ENSEIGNEMENT SUPÉRIEUR/UOB
Conseil d'Université
Rapprocher davantage l'institution de !a société
La création de nouvelles
filières de formation vise la réduction de
l'écart qui existe entre l'Université et
le milieu où elle vit et qu'elle doit servir.
LE
Conseil d'Université qui a récemment tenu ses
assises, dans la salle des Actes du Foyer Avaro
est, pour paraphraser André Moussirou Mouyama,
un signe d'espérance. Espérance que l'Université
Omar Bongo (UOB) tant décriée retrouve ses
lettres de noblesse et son unité principielle
pour qu'elle défende mieux, hors de ses murs, sa
mission d'Alma mater de la nation.
Les enjeux étaient énormes,
il s'agissait de réconcilier l'institution avec
elle-même et avec la société, rendre crédible
une université citoyenne, au coeur du
développement, parce que l'universitaire doit
donner à ceux qui ont en charge la cité, les
raisons et les moyens de faire reculer les
barrières de l'obscurantisme et d'enfanter
l'espoir.
Après qu'elle a connu une
période de trouble qui a perturbé le bon
fonctionnement de l'Institution, il fallait
cette importante réunion. Pour recadrer les
choses et relancer l'Institution, notamment son
rôle fondamental dans le développement du pays.
Les participants au Conseil
d'Université ont examiné les questions liées à
la création de nouvelles filières de formation,
aux frais d'inscription et d'écolage, et au
régime disciplinaire des étudiants. Le
dispositif Licence-Master-Doctorat (LMD) n'a pas
été en reste. Et pour cause. Le recteur, le Pr
Fidèle-Pierre Nzé Nguema, a souligné les
difficultés financières auxquelles l'Université
sera confrontée dans un proche avenir. Dans la
perspective d'un basculement dans ce dispositif.
MÉMOIRE DE FIN DE CYCLE •
Pour ce qui est de la création de
nouvelles filières, on a retenu que la Faculté
de droit et des sciences économiques (FDSE)
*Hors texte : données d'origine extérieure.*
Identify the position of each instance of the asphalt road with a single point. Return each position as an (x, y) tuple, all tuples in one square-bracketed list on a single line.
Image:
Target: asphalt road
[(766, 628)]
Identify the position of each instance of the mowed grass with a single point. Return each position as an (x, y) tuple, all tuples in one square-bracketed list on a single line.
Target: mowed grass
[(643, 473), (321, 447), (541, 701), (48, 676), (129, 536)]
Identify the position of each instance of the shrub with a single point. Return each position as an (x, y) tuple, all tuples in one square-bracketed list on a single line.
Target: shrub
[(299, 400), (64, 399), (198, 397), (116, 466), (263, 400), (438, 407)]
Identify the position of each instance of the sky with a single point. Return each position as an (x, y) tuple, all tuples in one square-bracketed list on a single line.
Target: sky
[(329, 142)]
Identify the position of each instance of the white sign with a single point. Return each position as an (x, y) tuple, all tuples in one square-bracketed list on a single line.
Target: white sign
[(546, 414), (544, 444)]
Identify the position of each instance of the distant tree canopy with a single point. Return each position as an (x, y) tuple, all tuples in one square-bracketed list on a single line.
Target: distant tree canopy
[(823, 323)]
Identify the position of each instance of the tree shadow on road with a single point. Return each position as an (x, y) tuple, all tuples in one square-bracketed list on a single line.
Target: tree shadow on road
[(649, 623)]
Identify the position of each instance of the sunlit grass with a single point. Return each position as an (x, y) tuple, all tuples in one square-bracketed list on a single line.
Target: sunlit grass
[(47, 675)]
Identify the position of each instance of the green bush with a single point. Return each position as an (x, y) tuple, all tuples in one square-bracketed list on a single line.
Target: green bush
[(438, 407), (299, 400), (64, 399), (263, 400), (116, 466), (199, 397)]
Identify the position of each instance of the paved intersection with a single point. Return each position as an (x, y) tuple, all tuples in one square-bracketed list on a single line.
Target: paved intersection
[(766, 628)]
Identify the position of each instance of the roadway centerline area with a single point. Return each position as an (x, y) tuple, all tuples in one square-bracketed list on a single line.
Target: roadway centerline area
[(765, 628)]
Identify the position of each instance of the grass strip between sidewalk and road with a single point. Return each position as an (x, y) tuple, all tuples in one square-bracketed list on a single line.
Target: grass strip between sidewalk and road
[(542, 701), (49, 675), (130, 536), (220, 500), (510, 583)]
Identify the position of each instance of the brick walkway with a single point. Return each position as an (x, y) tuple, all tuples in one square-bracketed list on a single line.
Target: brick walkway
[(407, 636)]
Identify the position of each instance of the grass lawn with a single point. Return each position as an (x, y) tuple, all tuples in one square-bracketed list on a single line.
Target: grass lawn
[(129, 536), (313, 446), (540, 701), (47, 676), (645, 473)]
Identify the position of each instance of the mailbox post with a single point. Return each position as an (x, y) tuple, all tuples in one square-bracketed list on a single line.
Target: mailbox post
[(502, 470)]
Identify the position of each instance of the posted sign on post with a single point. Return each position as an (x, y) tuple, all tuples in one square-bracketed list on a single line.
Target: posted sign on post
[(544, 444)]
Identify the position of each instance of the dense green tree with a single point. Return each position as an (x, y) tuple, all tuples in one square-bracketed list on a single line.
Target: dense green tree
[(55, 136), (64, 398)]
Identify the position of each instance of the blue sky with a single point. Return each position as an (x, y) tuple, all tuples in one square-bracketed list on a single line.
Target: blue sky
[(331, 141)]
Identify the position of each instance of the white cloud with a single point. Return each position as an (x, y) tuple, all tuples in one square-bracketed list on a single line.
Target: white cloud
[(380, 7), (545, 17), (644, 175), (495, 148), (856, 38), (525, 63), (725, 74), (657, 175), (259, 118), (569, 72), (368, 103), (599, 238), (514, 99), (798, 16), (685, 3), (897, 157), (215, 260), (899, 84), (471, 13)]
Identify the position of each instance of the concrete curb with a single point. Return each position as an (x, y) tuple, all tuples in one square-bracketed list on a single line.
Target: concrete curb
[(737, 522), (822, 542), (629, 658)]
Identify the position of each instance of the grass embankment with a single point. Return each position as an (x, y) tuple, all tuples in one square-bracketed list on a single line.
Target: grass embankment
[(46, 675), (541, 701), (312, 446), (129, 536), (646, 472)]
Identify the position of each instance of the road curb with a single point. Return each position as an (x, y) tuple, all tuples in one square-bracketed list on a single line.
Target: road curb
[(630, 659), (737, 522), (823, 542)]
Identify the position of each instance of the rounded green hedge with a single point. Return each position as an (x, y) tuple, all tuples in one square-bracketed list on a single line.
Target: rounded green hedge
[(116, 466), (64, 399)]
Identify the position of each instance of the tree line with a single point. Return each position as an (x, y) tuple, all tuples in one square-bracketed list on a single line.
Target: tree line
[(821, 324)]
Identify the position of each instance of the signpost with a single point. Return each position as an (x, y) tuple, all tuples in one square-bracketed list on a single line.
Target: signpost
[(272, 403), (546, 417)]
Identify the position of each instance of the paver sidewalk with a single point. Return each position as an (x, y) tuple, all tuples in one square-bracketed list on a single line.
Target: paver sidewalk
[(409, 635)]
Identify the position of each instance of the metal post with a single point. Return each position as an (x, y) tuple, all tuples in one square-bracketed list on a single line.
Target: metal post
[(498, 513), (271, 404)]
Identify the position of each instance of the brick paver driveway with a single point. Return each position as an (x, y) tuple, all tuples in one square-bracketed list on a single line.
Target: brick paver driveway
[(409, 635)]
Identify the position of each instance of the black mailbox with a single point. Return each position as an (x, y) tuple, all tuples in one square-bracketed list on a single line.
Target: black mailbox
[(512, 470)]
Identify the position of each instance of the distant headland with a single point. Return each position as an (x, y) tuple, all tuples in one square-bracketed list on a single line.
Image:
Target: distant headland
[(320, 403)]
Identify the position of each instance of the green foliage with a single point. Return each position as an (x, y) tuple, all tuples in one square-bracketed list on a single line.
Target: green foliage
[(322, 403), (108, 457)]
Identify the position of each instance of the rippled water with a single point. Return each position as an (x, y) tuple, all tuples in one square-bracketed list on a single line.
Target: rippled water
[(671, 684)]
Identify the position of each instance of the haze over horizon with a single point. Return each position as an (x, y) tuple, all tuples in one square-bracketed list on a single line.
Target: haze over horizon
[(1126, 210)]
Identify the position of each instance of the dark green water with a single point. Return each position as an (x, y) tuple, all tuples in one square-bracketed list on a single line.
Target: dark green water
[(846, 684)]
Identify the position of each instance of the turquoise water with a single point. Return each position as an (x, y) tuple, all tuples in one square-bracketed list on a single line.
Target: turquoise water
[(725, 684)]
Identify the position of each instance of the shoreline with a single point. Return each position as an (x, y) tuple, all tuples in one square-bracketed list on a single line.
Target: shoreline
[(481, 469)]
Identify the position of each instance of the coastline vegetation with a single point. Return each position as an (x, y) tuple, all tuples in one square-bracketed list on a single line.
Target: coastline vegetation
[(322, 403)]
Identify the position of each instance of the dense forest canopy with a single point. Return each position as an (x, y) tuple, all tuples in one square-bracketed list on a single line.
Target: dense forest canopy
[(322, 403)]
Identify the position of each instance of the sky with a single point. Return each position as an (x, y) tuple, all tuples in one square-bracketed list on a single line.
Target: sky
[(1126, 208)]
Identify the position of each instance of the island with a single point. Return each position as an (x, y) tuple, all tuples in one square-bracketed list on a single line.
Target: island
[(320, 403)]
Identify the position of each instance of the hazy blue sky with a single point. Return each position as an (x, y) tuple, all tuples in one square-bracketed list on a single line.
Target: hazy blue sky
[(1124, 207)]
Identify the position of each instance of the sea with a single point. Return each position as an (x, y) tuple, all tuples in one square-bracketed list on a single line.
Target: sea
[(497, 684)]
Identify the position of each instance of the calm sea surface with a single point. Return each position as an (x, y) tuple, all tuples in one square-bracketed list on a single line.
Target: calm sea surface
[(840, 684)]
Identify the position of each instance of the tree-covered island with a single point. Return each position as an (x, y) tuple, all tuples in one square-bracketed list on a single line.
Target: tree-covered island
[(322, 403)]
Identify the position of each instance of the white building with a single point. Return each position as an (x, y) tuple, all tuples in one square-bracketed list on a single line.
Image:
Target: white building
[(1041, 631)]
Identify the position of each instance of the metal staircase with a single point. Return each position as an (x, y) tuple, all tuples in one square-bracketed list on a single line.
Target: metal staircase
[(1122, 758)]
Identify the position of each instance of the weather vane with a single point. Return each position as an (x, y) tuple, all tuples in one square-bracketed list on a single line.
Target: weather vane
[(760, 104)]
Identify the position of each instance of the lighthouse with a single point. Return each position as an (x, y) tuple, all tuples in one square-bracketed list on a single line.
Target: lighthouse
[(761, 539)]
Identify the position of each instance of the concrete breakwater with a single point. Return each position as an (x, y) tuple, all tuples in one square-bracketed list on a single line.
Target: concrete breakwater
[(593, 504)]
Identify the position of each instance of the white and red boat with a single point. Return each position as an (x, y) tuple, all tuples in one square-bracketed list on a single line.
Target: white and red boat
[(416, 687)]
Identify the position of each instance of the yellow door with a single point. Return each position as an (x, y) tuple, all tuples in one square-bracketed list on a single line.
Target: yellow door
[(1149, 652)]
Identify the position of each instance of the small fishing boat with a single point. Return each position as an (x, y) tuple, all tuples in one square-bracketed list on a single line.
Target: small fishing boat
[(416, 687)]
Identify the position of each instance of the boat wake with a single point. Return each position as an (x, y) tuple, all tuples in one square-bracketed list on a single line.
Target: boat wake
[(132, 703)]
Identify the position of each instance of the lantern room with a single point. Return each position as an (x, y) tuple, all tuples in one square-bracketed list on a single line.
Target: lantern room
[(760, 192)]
délivrera désormais les diplômes de master en
management du secteur public, en droit et
pratique des contentieux et en droit et
fiscalité d'Entreprise.
Dans cet établissement, il
n'existera plus de mémoire de fin de cycle. Il a
été supprimé. En effet, les participants ont, à
l'unanimité, adopté ces projets de textes et
cette décision finale.
Il en est de même pour la
Faculté des lettres et des sciences humaines
(FLSH) où le programme de 3e cycle d'études en
Histoire et Archéologie et la création du Centre
de recherche et d'études en Histoire et
Archéologie (CREHA) ont été adopté sous réserve
de modifications.
FRAIS D'ECOLAGE• Les
participants ont aussi admis par décision les
frais d'écolage des formations du troisième
cycle d'études des établissements de l'UOB et
les règles fui en déterminent les modalités de
gestion, après que le chef de département de
Géographie a mis l'accent sur la nécessité et
les enjeux de son adoption dans l'urgence. Tout
comme la proposition d'augmenter les frais
d'inscription faite par le secrétaire général de
l'Institution, Michel Mboumi. Toutefois, il y a
lieu, dans ce cas, d'entreprendre une démarche
des autorités administratives de l'UOB, en
concertation avec les autres recteurs
d'Université, auprès du ministre de
l'Enseignement supérieur et de la Recherche
scientifique.
En ce qui concerne le régime
disciplinaire des étudiants, le Conseil a adopté
le projet de texte sous réserve d'une nouvelle
rédaction de certaines dispositions par la
commission mixte composée d'enseignants des deux
établissements de l'UOB. Il a également opté
pour le renouvellement de la Convention
UOB-Muséum national d'Histoire naturelle (MNHN),
sous réserve d'avenants coercitifs. Et mission a
été donnée à la commission d'évaluation de la
Convention UOB-MNHN, présidée par le Pr Joseph
John Nambo, responsable du Diplôme d'études
approfondies (DEA) Anthropologie, de proposer
aux autorités rectorales un nouveau cadre
juridique conventionnel.
Au titre des divers, les
participants ont examiné la question liée au
délai à accorder aux étudiants de la FLSH dans
le cadre de la présentation et la soutenance de
leurs mémoires de maîtrise.
Sur ce point, le doyen de la
FLSH, le Pr Joseph Tonda a suggéré que la
question soit débattue, au sein des instances de
l'établissement - département et faculté -,
avant d'être examinée en Conseil d'Université.